By Kimberley Kao
India's economy continued to expand in the second quarter despite lingering concerns about the impact of U.S. tariffs.
Gross domestic product grew 8.2% from a year earlier in the July-September period, official data showed Friday, accelerating from 7.8% in the prior quarter. That beat the 7.4% median forecast in a Wall Street Journal poll, in which all 10 economists had expected growth to slow.
Manufacturing activity strengthened during the quarter, which was up 9.1% compared with 2.2% a year earlier. Construction growth slowed, while private consumption growth picked up to 7.9%.
Government spending contracted 2.7% from a year earlier.
Capital Economics thinks the pace of growth is unlikely to last as trade-related headwinds continue to cloud the economic outlook.
"Punitive U.S. tariffs, should they remain in place, will weigh on the external sector and the drag is likely to be more apparent" in the next quarter, said Capital Economics' Asia economist Shivaan Tandon.
However, strong consumption growth is likely to cushion the blow, thanks to goods and services tax cuts and subdued inflation, Tandon said.
The Reserve Bank of India, which left policy rates unchanged in October for a second consecutive meeting, revised its growth forecast for the current fiscal year to 6.8% from 6.5%.
However, Gov.

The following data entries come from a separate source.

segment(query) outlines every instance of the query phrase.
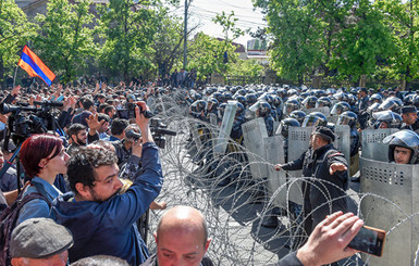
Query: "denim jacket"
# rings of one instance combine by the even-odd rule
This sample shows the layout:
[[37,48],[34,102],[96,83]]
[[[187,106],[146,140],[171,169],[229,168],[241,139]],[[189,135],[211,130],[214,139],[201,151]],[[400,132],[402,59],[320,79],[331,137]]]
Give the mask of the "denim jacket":
[[111,255],[139,265],[148,257],[136,220],[160,193],[163,182],[159,150],[153,142],[143,145],[143,168],[123,194],[103,202],[74,201],[74,193],[59,197],[51,218],[69,228],[74,245],[69,250],[73,263],[94,255]]
[[[30,180],[30,183],[32,185],[29,185],[25,189],[25,191],[23,191],[24,197],[29,193],[39,192],[42,195],[45,195],[45,198],[47,198],[47,200],[52,204],[52,201],[57,197],[62,194],[61,191],[56,188],[56,186],[47,182],[42,178],[34,177]],[[22,221],[30,218],[38,218],[38,217],[47,218],[49,217],[49,212],[50,212],[49,205],[45,200],[41,200],[41,199],[32,200],[22,207],[19,214],[17,224],[21,224]]]

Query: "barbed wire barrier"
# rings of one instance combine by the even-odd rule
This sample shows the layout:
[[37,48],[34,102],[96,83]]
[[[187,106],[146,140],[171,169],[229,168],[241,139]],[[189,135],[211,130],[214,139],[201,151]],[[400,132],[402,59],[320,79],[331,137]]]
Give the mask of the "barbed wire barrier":
[[[318,186],[318,180],[313,182],[313,178],[288,177],[280,187],[268,188],[267,179],[252,177],[250,167],[252,164],[260,167],[273,165],[231,139],[227,140],[224,154],[213,153],[214,143],[222,142],[215,137],[219,136],[219,126],[190,117],[188,106],[183,103],[184,97],[182,92],[172,93],[159,97],[156,101],[158,117],[168,125],[168,129],[177,132],[176,136],[165,137],[165,149],[160,152],[164,183],[158,201],[165,201],[169,207],[180,204],[194,206],[204,213],[212,239],[207,255],[215,265],[266,265],[278,262],[307,239],[301,206],[292,203],[291,195],[301,181]],[[249,154],[260,160],[249,163]],[[346,194],[353,212],[362,218],[370,215],[369,211],[363,214],[360,212],[360,203],[367,199],[375,200],[375,204],[386,202],[391,205],[396,214],[386,220],[387,228],[382,228],[387,236],[396,235],[406,225],[412,227],[415,236],[419,236],[419,225],[416,224],[418,213],[403,210],[397,202],[377,194],[354,190]],[[284,197],[285,201],[279,200]],[[148,246],[151,253],[156,251],[152,233],[161,215],[162,211],[150,212]],[[261,226],[270,215],[278,216],[279,226],[274,229]],[[404,218],[399,219],[400,216]],[[418,246],[415,251],[416,265]],[[359,254],[341,262],[341,265],[367,264],[373,265],[370,256],[361,257]]]

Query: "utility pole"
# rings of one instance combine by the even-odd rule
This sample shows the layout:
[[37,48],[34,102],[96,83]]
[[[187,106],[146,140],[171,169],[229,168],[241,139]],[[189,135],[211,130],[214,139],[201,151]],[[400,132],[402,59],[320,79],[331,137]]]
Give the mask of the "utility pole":
[[183,30],[184,40],[183,40],[183,68],[186,71],[187,66],[187,0],[185,0],[185,28]]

Sanjay Malhotra said at the time that "growth continues to be below our aspirations," as tariff risks and front-loaded monetary-policy actions play out.
Recent data suggest the Indian rupee may continue to face depreciation pressures, Nomura analysts said, after the rupee hit an all-time low earlier in the month.
"While the RBI has been intervening to limit USD/INR upside, we believe there is a risk of spot breaking higher," Nomura said.